Although a higher level of development exposure means greater risk, it doesn’t appear to have bothered investors much: the retail tranche was oversubscribed 20.2 times, the institutional side 46.2 times.

"There was overwhelming demand from institutional investors: they saw it as being the best of both worlds," says JPMorgan’s Johnson. "They’re getting 80% of assets giving them income and a cash yield, but with strong capital return potential."

Projections in the prospectus indicate an expected growth rate of 22% in distributions per unit between the 2008 and 2009 fiscal years (that is, starting April 2007), and the initial yield, at a projected 4.75%, is also attractive in Singapore terms. Besides, the development itself is not speculative. "It’s very low development risk," says Johnson. "This is the build-out of proven IT parks," most of it the Bangalore facility.

The trust has three ways to grow. It gets organic growth from the existing leases. It has a development pipeline of 4.2 million sq ft. And there will also be external acquisitions.

Singapore pride

Here, the trust gets a head start. It has the first right of refusal from the sponsor itself, Ascendas, which owns the CyberVale IT Park in Chennai. And it also has the right of refusal over assets from a new unlisted fund, Ascendas India Development Trust, a S$500 million ($330.6 million) development fund that was launched in June with anchor commitments from Bahrain-based asset manager Arcapita and ING Private Banking.
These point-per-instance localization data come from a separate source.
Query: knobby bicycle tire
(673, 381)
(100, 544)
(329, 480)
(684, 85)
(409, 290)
The fund has already launched investments in tech parks in Pune and Nagpur and has a target asset size of $1 billion, with hopes to get involved at the greenfield level.

Foreign exchange exposures are hedged for the next two years and gearing at the start is low at 4.1%, although it should rise to 18.9% as trust loan facilities are drawn down.

The trust is important for Ascendas, but is also believed to have been warmly welcomed by Singapore institutions such as the stock exchange and the Monetary Authority of Singapore.

They take particular pride in the development of the Reit markets, especially since in terms of both assets and performance it has so comprehensively outstripped Hong Kong. Singapore already had multinational trusts, Chinese trusts, and trusts holding entirely foreign assets listed on its main board. Now it can add Indian real estate to the list.